With this in mind, it has been encouraging to see the early steps made in the development of the social prescribing model across the UK. Health trainers, link workers and care navigators are working alongside GPs and other health professionals, spending time with individuals to understand their health and wellbeing needs and to signpost them to the relevant support groups or services available in their local community.
This is a model that relieves pressure on health professionals and allows them to focus on the vital role they have been trained to fulfil. It opens up life-changing opportunities for the individuals they are working with and it makes use of the expertise and support that is present in our communities. It is also, quite simply, an approach that works. Research from the University of Westminster has found an average of 28% reduction in demand for GP services and an average 24% reduction in A&E attendance following referral to social prescribing.
To support the roll out of social prescribing, RSPH has launched a Level 3 Diploma and Certificate in Health & Wellbeing, with the first delivery cohort currently underway to fifteen Heath Improvement Practitioners employed by Bolton NHS Foundation Trust.
The aim of the qualifications is to provide learners with the knowledge and skills needed to promote the health and wellbeing of individuals, groups and communities, and to support people to make improvements to their lives through positive behaviour change. Crucially, this is balanced with a focus on the ways in which health inequalities can make this change something that is very challenging for an individual to commit to.

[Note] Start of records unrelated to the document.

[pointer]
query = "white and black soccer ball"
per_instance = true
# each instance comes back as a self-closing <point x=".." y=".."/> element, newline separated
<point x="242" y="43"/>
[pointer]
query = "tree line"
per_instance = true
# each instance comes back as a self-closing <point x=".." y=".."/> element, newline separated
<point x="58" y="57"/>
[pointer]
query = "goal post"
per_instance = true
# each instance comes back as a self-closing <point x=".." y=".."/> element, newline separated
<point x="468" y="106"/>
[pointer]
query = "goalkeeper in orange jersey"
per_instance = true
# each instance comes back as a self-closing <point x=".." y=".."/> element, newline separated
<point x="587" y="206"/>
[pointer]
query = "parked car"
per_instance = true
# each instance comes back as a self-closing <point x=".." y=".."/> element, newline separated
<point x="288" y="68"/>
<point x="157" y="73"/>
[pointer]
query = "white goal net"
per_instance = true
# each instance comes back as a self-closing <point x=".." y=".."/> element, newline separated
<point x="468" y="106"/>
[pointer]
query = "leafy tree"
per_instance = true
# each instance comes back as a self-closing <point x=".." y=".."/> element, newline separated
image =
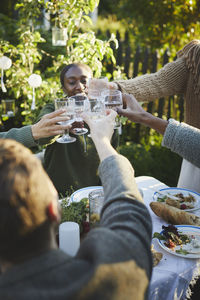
<point x="28" y="53"/>
<point x="155" y="23"/>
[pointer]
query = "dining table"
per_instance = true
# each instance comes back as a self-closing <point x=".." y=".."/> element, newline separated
<point x="173" y="276"/>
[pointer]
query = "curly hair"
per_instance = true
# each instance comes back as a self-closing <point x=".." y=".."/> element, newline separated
<point x="26" y="192"/>
<point x="67" y="67"/>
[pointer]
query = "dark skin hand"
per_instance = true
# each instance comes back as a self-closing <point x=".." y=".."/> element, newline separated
<point x="75" y="82"/>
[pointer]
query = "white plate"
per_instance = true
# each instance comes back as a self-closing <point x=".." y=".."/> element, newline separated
<point x="83" y="193"/>
<point x="185" y="192"/>
<point x="185" y="229"/>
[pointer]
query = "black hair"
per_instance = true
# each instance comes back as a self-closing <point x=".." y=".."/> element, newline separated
<point x="66" y="69"/>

The qualification also supports learners to build their knowledge of the community in which they work – something that is critical to effective social prescribing. It enables them to map the organisations that are active in their community and represent potential partners to whom individuals can be signposted. It also supports learners to build their understanding of the local policies that are in place to address health inequalities, along with the ways in which their job role relates to those initiatives.
Social prescribing is an idea whose time has come. It represents an opportunity to relieve pressure on health professionals, by connecting individuals to the fantastic organisations promoting health and wellbeing in communities up and down the UK. Our qualifications can support those on the frontline of these efforts, helping them to develop the skills and knowledge they need to seize this opportunity for us all.